According to Paw Fai, the house is not the proper place to talk about anicca, regardless, if someone understands it or not. But then, paradoxically, he actually goes on to give a very succinct explanation of what anicca is. This hesitation on Paw Fai’s part reaffirms Bourdieu’s insight that creation of systems of knowledge is always a political act and that the symbolic power to impose the principles of the construction of reality – in particular, social reality – is a major dimension of political power.

In Northern Thailand monks have the symbolic capital that give them the authority to talk about anicca and all things related to dhamma. Such knowledge is out of the realm of authority of the laity. They are the practitioners of Low Buddhism and therefore should not meddle with things related to High Buddhism. This is the community compromise in Mau Chaem. Though Cassaniti does not talk much about the political involvement of the Mau Chaem or Ban Tong Fai monks in their communities, it is safe to say that they have some political power, which they hold dear.
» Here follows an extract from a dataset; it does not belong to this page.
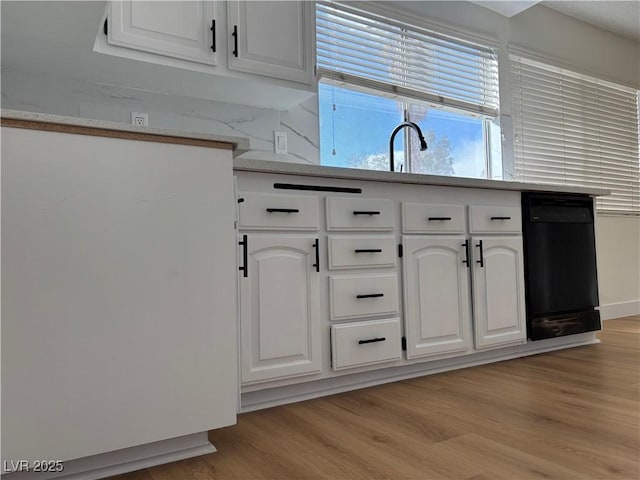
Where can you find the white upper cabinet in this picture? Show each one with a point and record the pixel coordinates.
(271, 38)
(498, 293)
(179, 29)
Even religious language demonstrates differential access to power. Note, anicca is not a Thai word. It is a Pali technical term. The closest that Thai comes to it is the phrase, khwam mai nae non (lit., the general idea that things do not stay the same) or plian plaeng (lit., change). Words referring to chage such as mai thieng, mai thieng thae, mai nae non, yu samoe, prae, prae pruan, phan prae, and phan phuan are also used. Cassaniti was told that anicca is one of the most difficult aspects of Buddhism for lay people to understand.

Yet, lay people answer Cassaniti’s query about anicca with Monkish clarity and nuance. Unlike the monks, they do not mention meditation as the way to understand anicca. Unlike in the lives of the monks, anicca is not a motto or creed in their lives. But lay people perceive anicca as nulling of hope or emotional attachment. But the path they take to answering this is interesting. They contextualize anicca in terms of their trauma. Slavoj Zizek, while quoting ex-US Secretary of Defense, Donald Rumsfeld, explains Freud’s use of the word trauma as the unknown unknowns of ones psyche (as opposed to the unconscious being the unknown knowns of ones psyche). The Thai laity orients their discussion of anicca in terms of their livelihood. For a farmer, the discussion was along the lines of not hoping for a bumper crop, for a student it was not expecting high grades – AND this is not so they don’t jinx the crop or the exam results, it is because these things are impermanent and are results of dependent causality. Anicca is in the habitus and cultural capital of the lay people of Thailand. It resides in their psyche as an explanation for unfortunate events. Whether, they can put words to it or not is what boils down to the difference between Low and High Buddhism.

I hope this article is informative. It is a case study that can be used like structural adjustment programs and recontextualized in the case of mullahism in rural Bangladesh, etc etc.

The Article:

Cassaniti, Julia

2008   Richard C. Condon Prize Towards A Cultural Psychology Of Impermanence in Thailand. Ethos 34.1: 58-88.